A Lei também proporcionou o avanço nos condomínios, forma de organização em que os proprietários agem como intermediários na contratação de mão de obra na lavoura para as indústrias de processamento. No caso da laranja, Salo afirma que esses agentes são ex-funcionários administrativos demitidos das grandes citricultoras. “São os gatos, os atravessadores. Nós lutamos para acabar com os condomínios, que não respeitam os trabalhadores, sonegam impostos e direitos trabalhistas e horas extras” – diz. Ele comenta que no Estado existem “uns 30 condomínios”, que terceirizam a contratação da mão de obra da produção e não se preocupam com os encargos trabalhistas e a parte social de quem faz a colheita. “Pedimos fiscalização do Ministério do Trabalho, mas eles quase nunca aparecem para autuar as irregularidades dos condomínios.”

Situação só piora

(Foto de divulgação)

O colhedor Géldo Pereira lembra que a desvalorização da profissão faz os colonos trocarem a lavoura por outros postos na cidade, como a construção civil. “Quem vai coletar 100 caixas de laranja, oito horas por dia, debaixo do sol e ganhar R$ 40? Com um carrinho de sorvete na rua se ganha mais. Um servente de pedreiro tira R$ 300 por semana, algo difícil para um colhedor de laranja conseguir na roça.” Salo confirma que, em 12 anos, a categoria passou de 7.000 para 2.500 trabalhadores rurais na cidade (incluindo os cortadores de cana-de-açúcar). No entanto, Géldo é cético ao pensar numa greve para obter uma negociação mais justa com o setor. E lamenta: “Antes da colheita, eles prometem mundos e fundos e nunca cumprem, como o piso de R$ 1.150”.

O colega Donizete de Freitas vê a greve como uma tática suicida, porque não enxerga união entre os sindicatos da região. “A gente pode fazer greve em Monte Azul e Bebedouro, mas aí o sindicato de Barretos, por exemplo, vai lá e assina o acordo coletivo, sem consultar as demais bases da região. Aí, não adianta. Por isso, o Cutrale se considera o dono do mundo e faz o que quer na mesa de negociação.”

Uma solução viável para os colhedores de laranja é a luta por melhorias no vale alimentação. “Antes, as firmas ofereciam cestas básicas. Hoje a Monte Citrus oferece R$ 84; a Cutrale, R$ 150, mas ninguém pode faltar, mesmo com atestado médico, senão perde o benefício. Se as firmas pagassem
R$ 250 de vale alimentação seria uma vitória, porque eles não dão R$ 0,01 de salário acima da inflação.”

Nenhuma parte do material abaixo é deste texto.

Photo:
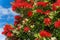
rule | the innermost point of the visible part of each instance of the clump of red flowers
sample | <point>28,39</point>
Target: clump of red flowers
<point>47,21</point>
<point>26,29</point>
<point>44,4</point>
<point>17,17</point>
<point>7,30</point>
<point>44,33</point>
<point>30,13</point>
<point>39,11</point>
<point>57,24</point>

O gerente regional do Ministério do Trabalho e Emprego (MTE) de Barretos, Mário Henrique Scannavino, diz conhecer as práticas irregulares dos condomínios e indústrias citricultoras denunciadas pelo Sindicato de Bebedouro. “Mesmo com apenas cinco funcionários para a região, a gente autua essas irregularidades. Se a gente constata um local inadequado para a refeição, ausência de barraca sanitária, de água fresca, transporte ruim, aplica-se a lei e as multas previstas.” Mário afirma já ter encontrado “trabalho infantil na colheita da laranja, com migrantes trabalhando com filhos de 6 a 10 anos no pomar.”

O colhedor Géldo e o sindicalista Salo não veem a fiscalização do MTE nos laranjais. “A gente pede, mas eles não aparecem. Quando vão às roças, o patrão sabe da inspeção.” Mário nega: “Se isso existir, o funcionário é exonerado na hora do serviço público federal.”